Most of the atom is empty space. The rest consists of a positively charged nucleus of protons and neutrons surrounded by a cloud of negatively charged electrons. The nucleus is small and dense compared with the electrons, which are the lightest charged particles in nature. Electrons are attracted to any positive charge by their electric force; in an atom, electric forces bind the electrons to the nucleus.

Because of the nature of quantum mechanics, no single image has been entirely satisfactory at visualizing the atom’s various characteristics, which thus forces physicists to use complementary pictures of the atom to explain different properties. In some respects, the electrons in an atom behave like particles orbiting the nucleus. In others, the electrons behave like waves frozen in position around the nucleus. Such wave patterns, called orbitals, describe the distribution of individual electrons. The behaviour of an atom is strongly influenced by these orbital properties, and its chemical properties are determined by orbital groupings known as shells.

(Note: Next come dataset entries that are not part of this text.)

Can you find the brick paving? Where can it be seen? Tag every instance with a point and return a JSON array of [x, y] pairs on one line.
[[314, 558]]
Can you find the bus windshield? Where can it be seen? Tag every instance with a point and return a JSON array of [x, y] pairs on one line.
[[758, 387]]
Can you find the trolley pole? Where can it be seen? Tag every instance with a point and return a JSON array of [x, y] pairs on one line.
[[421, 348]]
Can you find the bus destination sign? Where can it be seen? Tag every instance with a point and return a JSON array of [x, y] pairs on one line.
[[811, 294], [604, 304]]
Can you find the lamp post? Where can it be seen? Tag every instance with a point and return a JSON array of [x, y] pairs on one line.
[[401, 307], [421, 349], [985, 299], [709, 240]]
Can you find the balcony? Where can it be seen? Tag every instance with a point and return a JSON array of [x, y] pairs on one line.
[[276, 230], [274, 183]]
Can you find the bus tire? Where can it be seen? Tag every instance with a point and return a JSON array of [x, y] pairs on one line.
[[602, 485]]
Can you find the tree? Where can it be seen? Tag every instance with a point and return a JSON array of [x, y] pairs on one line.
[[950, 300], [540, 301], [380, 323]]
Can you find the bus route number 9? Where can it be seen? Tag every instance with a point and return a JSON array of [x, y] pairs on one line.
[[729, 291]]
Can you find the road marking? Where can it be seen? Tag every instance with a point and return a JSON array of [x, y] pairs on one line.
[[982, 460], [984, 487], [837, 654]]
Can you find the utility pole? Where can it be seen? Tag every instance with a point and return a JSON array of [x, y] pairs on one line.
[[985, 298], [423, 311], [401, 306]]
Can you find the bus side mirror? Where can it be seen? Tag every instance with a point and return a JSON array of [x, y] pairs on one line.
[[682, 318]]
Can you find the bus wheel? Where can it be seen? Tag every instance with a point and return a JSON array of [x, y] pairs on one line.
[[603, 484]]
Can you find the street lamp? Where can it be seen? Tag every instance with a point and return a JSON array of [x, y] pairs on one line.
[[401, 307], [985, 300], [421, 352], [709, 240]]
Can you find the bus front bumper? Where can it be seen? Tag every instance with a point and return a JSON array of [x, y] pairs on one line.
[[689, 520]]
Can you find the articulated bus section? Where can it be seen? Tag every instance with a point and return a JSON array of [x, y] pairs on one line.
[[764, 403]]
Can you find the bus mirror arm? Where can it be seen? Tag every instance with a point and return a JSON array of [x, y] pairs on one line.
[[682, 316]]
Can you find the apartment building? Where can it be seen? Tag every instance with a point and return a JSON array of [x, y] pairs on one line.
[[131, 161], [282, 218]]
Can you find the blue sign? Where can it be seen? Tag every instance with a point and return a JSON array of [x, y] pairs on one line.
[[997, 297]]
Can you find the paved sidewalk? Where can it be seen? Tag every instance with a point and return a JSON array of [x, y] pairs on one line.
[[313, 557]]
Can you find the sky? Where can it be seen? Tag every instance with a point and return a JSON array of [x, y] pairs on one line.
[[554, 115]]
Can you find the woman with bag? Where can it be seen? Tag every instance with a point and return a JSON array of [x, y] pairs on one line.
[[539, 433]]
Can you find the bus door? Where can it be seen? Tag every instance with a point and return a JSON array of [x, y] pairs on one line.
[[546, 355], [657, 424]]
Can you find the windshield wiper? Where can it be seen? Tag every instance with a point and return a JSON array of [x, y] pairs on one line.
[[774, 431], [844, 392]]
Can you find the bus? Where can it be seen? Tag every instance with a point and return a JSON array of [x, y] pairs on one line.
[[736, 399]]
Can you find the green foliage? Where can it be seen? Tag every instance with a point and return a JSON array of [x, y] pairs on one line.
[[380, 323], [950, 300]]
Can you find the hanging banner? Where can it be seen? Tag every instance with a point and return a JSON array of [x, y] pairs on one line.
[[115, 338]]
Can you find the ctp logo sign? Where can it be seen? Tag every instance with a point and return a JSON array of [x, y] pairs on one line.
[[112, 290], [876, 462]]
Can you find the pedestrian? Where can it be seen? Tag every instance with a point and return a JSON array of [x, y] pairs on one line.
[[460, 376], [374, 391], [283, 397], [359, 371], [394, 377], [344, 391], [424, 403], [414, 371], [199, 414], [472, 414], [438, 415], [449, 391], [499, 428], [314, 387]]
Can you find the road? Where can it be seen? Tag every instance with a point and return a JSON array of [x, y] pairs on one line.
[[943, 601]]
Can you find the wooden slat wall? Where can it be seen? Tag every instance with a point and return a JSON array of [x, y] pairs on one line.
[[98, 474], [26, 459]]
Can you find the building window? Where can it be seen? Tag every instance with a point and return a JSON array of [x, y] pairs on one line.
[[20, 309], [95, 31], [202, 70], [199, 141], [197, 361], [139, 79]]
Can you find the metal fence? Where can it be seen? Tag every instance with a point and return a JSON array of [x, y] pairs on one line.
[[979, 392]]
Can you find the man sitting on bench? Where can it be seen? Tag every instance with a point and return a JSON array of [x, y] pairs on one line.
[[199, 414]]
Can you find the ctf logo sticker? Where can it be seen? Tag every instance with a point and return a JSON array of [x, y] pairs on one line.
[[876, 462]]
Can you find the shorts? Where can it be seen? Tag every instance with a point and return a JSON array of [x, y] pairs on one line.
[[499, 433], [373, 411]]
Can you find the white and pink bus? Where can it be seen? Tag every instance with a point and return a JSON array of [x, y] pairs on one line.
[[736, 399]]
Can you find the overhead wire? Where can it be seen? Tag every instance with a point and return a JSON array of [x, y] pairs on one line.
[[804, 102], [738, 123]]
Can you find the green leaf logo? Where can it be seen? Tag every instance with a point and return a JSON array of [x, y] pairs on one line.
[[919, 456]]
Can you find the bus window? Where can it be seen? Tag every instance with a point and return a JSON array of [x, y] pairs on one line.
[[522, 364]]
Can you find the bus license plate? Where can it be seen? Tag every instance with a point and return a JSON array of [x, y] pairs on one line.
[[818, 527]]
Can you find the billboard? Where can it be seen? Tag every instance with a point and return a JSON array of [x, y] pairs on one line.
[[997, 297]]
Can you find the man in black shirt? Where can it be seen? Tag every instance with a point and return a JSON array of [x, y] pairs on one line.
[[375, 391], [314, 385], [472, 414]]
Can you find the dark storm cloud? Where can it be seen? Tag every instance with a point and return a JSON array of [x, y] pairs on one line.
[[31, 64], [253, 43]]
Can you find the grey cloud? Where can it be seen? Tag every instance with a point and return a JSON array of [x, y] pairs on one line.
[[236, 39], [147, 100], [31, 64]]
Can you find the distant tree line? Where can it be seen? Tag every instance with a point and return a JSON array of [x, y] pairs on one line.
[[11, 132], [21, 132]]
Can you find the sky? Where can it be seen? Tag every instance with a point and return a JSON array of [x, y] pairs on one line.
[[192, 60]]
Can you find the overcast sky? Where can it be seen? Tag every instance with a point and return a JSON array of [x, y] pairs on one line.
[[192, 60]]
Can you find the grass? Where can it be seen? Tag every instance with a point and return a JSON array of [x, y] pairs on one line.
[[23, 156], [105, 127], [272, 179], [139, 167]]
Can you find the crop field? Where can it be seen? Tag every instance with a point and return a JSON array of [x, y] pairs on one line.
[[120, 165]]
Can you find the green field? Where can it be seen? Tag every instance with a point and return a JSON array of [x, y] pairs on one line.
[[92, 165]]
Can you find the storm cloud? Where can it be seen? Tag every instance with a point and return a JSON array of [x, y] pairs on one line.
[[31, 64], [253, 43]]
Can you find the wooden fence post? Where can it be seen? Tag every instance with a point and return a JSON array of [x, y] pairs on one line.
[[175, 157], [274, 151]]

This article opens with a broad overview of the fundamental properties of the atom and its constituent particles and forces. Following this overview is a historical survey of the most influential concepts about the atom that have been formulated through the centuries. For additional information pertaining to nuclear structure and elementary particles, see subatomic particles.

Atomic model

Most matter consists of an agglomeration of molecules, which can be separated relatively easily. Molecules, in turn, are composed of atoms joined by chemical bonds that are more difficult to break. Each individual atom consists of smaller particles—namely, electrons and nuclei. These particles are electrically charged, and the electric forces on the charge are responsible for holding the atom together. Attempts to separate these smaller constituent particles require ever-increasing amounts of energy and result in the creation of new subatomic particles, many of which are charged.

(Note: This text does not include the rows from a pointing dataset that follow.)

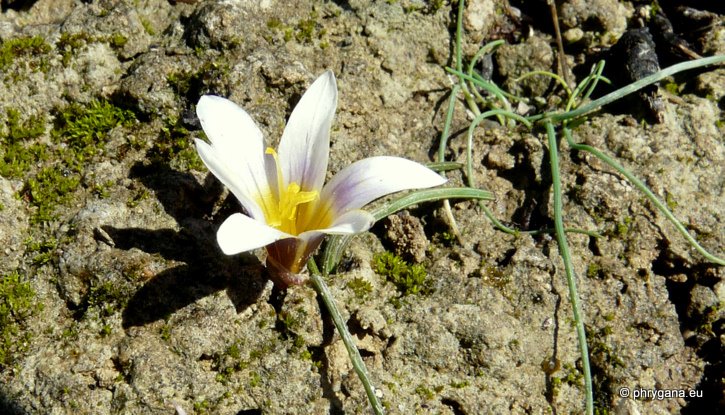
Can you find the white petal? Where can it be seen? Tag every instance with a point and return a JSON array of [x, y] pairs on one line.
[[231, 178], [350, 223], [305, 143], [236, 155], [240, 233], [366, 180]]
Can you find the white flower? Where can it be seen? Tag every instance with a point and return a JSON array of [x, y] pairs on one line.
[[288, 210]]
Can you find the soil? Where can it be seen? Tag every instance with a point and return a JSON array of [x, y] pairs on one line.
[[135, 310]]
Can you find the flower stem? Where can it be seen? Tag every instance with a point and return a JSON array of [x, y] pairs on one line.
[[319, 284], [569, 267]]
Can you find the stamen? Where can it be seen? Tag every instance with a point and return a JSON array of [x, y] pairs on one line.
[[280, 210]]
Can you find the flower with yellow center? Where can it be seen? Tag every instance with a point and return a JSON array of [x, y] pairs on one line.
[[288, 210]]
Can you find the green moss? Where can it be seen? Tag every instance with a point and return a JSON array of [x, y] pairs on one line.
[[408, 279], [116, 40], [254, 379], [459, 385], [17, 303], [85, 128], [50, 188], [165, 332], [43, 251], [424, 392], [670, 201], [12, 49], [18, 152], [148, 27], [303, 31]]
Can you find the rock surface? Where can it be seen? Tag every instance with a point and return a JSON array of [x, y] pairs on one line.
[[110, 219]]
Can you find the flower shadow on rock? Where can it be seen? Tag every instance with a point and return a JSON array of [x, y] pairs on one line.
[[205, 271]]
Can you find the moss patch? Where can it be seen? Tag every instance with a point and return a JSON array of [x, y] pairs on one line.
[[34, 51], [407, 278], [17, 304], [80, 133]]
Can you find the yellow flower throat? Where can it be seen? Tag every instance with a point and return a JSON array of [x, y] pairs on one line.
[[280, 210]]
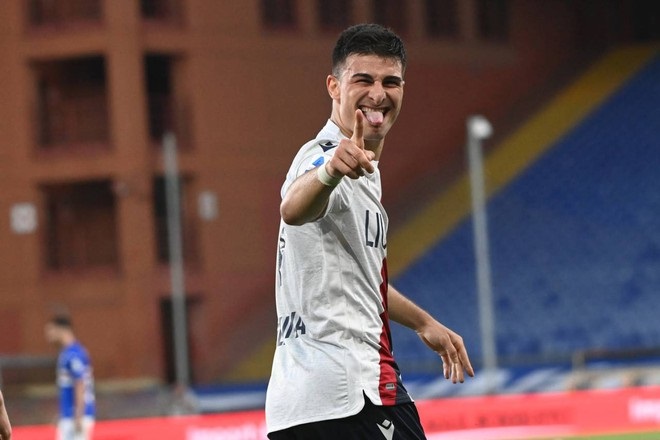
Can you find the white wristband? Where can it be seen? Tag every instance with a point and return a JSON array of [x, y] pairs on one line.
[[325, 178]]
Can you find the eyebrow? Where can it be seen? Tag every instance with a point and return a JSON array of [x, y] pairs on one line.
[[394, 78]]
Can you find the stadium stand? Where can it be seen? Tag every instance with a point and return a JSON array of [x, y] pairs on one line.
[[575, 245]]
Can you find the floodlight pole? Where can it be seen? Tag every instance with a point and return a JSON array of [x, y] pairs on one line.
[[478, 128], [175, 245]]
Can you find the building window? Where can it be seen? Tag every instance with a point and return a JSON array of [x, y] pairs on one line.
[[441, 18], [161, 10], [63, 12], [165, 108], [187, 211], [390, 13], [279, 14], [334, 14], [80, 225], [72, 108], [493, 19]]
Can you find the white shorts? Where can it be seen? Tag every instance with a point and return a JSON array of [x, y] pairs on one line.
[[66, 429]]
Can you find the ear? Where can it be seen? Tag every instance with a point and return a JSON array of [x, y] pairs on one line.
[[332, 84]]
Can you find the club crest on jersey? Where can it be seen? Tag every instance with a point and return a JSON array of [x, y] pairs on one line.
[[374, 230], [289, 326]]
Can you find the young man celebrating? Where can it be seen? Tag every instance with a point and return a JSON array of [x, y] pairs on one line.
[[75, 382], [333, 374]]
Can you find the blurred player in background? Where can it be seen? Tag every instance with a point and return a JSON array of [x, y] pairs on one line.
[[334, 375], [5, 426], [74, 380]]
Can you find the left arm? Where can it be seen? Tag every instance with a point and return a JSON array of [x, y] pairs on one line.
[[447, 343]]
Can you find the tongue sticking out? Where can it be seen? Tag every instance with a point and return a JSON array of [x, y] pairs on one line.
[[374, 117]]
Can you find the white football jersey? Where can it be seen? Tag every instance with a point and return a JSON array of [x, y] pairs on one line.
[[333, 335]]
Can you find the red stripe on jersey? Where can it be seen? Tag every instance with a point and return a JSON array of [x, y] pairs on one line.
[[387, 386]]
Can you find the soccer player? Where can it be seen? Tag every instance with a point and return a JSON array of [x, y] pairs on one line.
[[334, 375], [5, 426], [74, 380]]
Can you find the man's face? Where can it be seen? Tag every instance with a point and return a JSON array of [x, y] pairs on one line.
[[372, 84]]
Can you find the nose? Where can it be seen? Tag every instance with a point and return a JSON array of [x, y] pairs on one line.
[[377, 92]]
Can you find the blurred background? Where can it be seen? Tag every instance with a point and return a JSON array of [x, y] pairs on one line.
[[88, 88]]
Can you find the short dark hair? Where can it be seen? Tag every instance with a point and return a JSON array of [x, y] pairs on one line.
[[61, 321], [367, 39]]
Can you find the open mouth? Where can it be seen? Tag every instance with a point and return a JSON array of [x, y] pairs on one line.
[[374, 115]]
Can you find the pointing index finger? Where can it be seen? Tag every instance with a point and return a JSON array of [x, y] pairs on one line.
[[358, 129]]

As noted in the introduction to this article, an atom consists largely of empty space. The nucleus is the positively charged centre of an atom and contains most of its mass. It is composed of protons, which have a positive charge, and neutrons, which have no charge. Protons, neutrons, and the electrons surrounding them are long-lived particles present in all ordinary, naturally occurring atoms. Other subatomic particles may be found in association with these three types of particles. They can be created only with the addition of enormous amounts of energy, however, and are very short-lived.

All atoms are roughly the same size, whether they have 3 or 90 electrons. Approximately 50 million atoms of solid matter lined up in a row would measure 1 cm (0.4 inch). A convenient unit of length for measuring atomic sizes is the angstrom (Å), defined as 10⁻¹⁰ metre. The radius of an atom measures 1–2 Å. Compared with the overall size of the atom, the nucleus is even more minute. It is in the same proportion to the atom as a marble is to a football field. In volume the nucleus takes up only 10⁻¹⁴ metres of the space in the atom—i.e., 1 part in 100,000. A convenient unit of length for measuring nuclear sizes is the femtometre (fm), which equals 10⁻¹⁵ metre. The diameter of a nucleus depends on the number of particles it contains and ranges from about 4 fm for a light nucleus such as carbon to 15 fm for a heavy nucleus such as lead. In spite of the small size of the nucleus, virtually all the mass of the atom is concentrated there. The protons are massive, positively charged particles, whereas the neutrons have no charge and are slightly more massive than the protons. The fact that nuclei can have anywhere from 1 to nearly 300 protons and neutrons accounts for their wide variation in mass. The lightest nucleus, that of hydrogen, is 1,836 times more massive than an electron, while heavy nuclei are nearly 500,000 times more massive.